Gov. Ron DeSantis has checked a bunch of boxes already for a presidential run in 2024. They range from disingenuous uses of “freedom,” divisive, insulting “anti-woke” politics and “cancel culture” assaults to increasing time in the Fox News Green Room and having a well-timed book out during a trip to Iowa, the first GOP primary/caucus state. And somehow he’s added drag queens as a partisan-agenda target. Maybe a shout-out to Dilbert is next.
He’s also checked overlapping boxes for authoritarian-in-chief—from demonizing mainstream media to scapegoating ideological adversaries to manipulating the heavy hand of big government—from state universities to local school boards to COVID protocols.

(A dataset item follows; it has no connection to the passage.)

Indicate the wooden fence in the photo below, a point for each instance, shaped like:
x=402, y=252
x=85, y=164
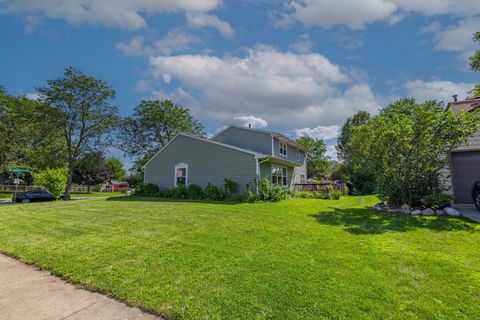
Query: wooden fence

And it hardly helps when a municipal election, such as Tampa’s, has a turnout of 13 percent. That’s just what a wannabe authoritarian wants: a signal that locals don’t care enough or know enough to even vote in their presumptive best interest.
But there are some DeSantis uncertainties besides Donald Trump’s legal scenarios and his Reich-wing constituency’s fealty to their cult leader. First, serious presidential candidates need some foreign policy chops. DeSantis is chopless—as was underscored by his inexplicable reference to the Ukraine war as a “territorial dispute.” At best, that’s incredulously naive. At worst, it’s a form of appeasement: more Neville Chamberlain than Donald Trump.
Another problematic concern is his personality. DeSantis is charisma-challenged, a trait anathema to retail politics. Some things you can’t change—no matter how excessive the ambition.